Le temps aura joué en sa faveur. Le patron de l’UFDG, longtemps considéré comme le symbole de la fidélité avec Lansana Conté, vient d’être désigné comme “porte-parole” des anciens ministres de Conté. Combien sont-ils ? 700 au moins. Disons que c’est tout le monde, en Guinée, sauf Alpha Condé. Qui, au contraire, a toujours été son ennemi juré.
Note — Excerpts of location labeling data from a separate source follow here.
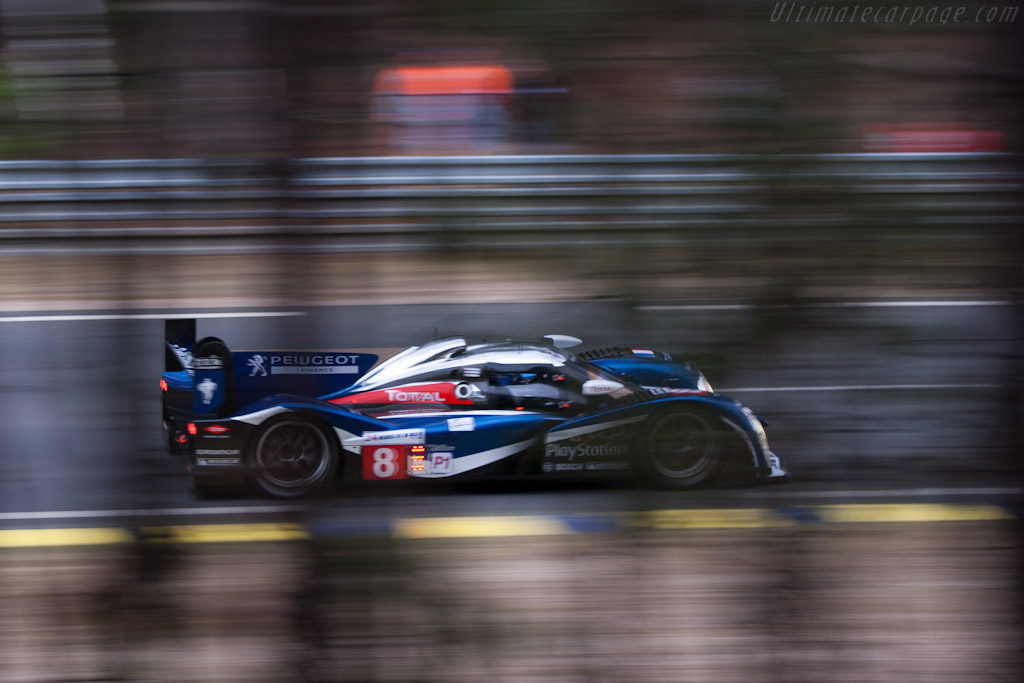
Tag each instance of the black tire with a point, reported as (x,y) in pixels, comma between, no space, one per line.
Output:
(682,449)
(293,456)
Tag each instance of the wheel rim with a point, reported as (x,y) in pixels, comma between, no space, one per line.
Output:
(682,445)
(292,455)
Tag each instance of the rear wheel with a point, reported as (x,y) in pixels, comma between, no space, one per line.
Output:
(682,450)
(293,456)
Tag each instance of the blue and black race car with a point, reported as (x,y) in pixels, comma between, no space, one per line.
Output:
(290,421)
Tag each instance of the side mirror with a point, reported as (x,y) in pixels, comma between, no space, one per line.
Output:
(600,387)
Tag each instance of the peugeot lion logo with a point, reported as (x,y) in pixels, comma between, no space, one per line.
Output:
(207,387)
(256,363)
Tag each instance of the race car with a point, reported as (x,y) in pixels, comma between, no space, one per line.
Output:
(290,422)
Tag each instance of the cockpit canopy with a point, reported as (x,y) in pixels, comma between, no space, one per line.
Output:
(499,375)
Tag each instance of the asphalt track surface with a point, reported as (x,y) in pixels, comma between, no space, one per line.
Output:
(903,407)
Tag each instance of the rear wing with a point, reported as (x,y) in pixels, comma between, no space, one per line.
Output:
(223,381)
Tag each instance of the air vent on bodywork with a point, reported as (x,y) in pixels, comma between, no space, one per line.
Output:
(606,352)
(620,352)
Alpha Condé, c’est bien celui-là à propos duquel Monsieur Lansana Conté répétait dans ses discours : « Ne laissez pas un étranger gérer ce pays »…
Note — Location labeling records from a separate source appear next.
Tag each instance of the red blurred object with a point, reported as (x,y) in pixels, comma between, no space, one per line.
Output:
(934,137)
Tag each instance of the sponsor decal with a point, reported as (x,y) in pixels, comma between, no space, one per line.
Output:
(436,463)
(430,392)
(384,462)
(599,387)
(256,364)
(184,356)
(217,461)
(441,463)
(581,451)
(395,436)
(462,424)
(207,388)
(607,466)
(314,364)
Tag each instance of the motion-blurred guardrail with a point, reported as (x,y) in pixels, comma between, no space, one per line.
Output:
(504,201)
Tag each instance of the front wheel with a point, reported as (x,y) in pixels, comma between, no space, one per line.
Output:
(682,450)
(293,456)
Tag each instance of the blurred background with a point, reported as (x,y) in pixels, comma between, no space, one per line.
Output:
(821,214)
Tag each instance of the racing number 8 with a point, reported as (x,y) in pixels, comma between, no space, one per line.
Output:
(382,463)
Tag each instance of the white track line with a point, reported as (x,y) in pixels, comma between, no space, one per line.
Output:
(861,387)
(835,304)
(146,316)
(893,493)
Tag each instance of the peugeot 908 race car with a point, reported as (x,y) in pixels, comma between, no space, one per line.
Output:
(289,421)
Quoi qu’il en soit, peut-on dire que ces dernières années sont-elles celles des titres pour le président de l’Union des Forces Démocratiques de Guinée ? Rien de plus sûr. De la coprésidence de l’association internationale des députés libéraux et démocrates du monde, en passant par les honneurs qu’il reçoit çà et là, Cellou Dalein gagne petit à petit l’usufruit de son attachement à la paix.
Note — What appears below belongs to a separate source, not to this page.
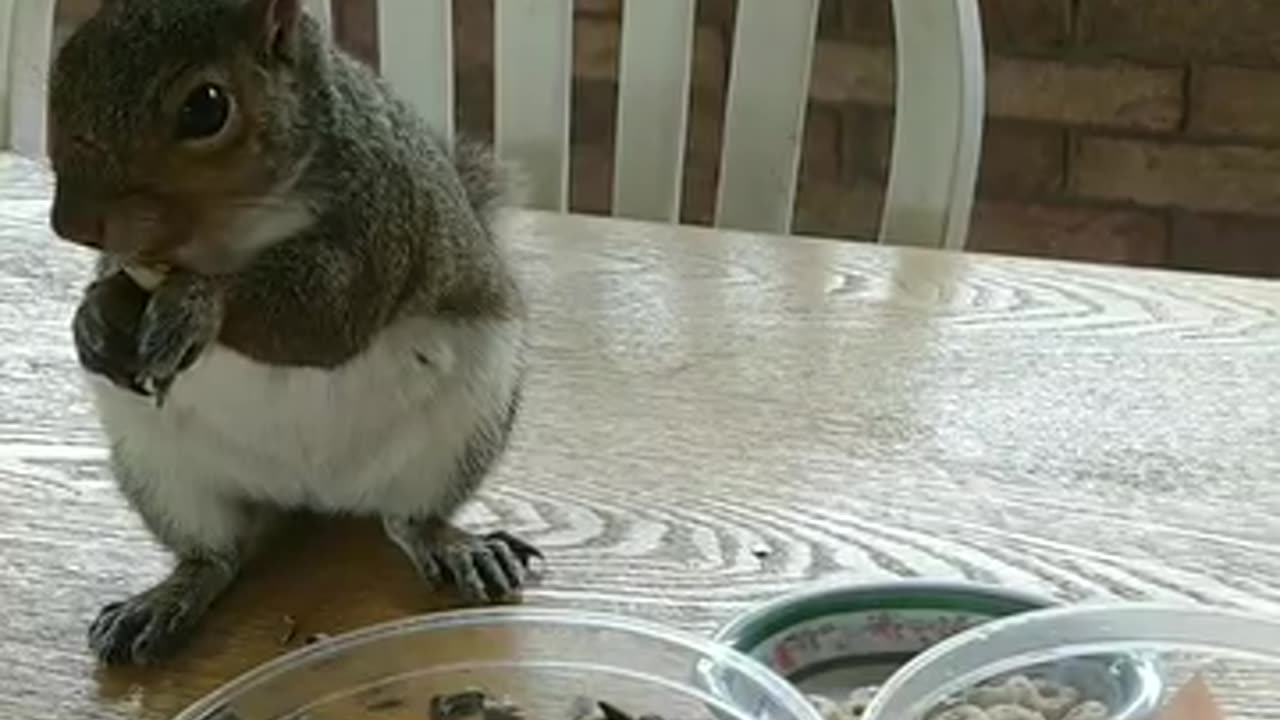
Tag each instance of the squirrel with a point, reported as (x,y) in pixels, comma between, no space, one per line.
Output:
(302,300)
Pour revenir à nos moutons, cette désignation a été le fait des ténors de l’ancien parti au pouvoir – Parti de l’Unité et du Progrès- qui lui confie ce rôle, à l’occasion du 6e anniversaire de la disparition du général. Ce qui naturellement, laisse entrevoir que c’est donc Dalein qui hérite de l’armature du régime Conté. Le patron de l’UFDG, qui a occupé tous les postes importants sous Lansana Conté, et qui lui est resté fidèle jusqu’au bout, est-il plus digne de réclamer l’héritage Conté ? C’est donc une position de force qui fâche, d’autant que la Basse-Guinée, vivier électoral important, sera appeler à faire payer à certains politiciens leur traitrise.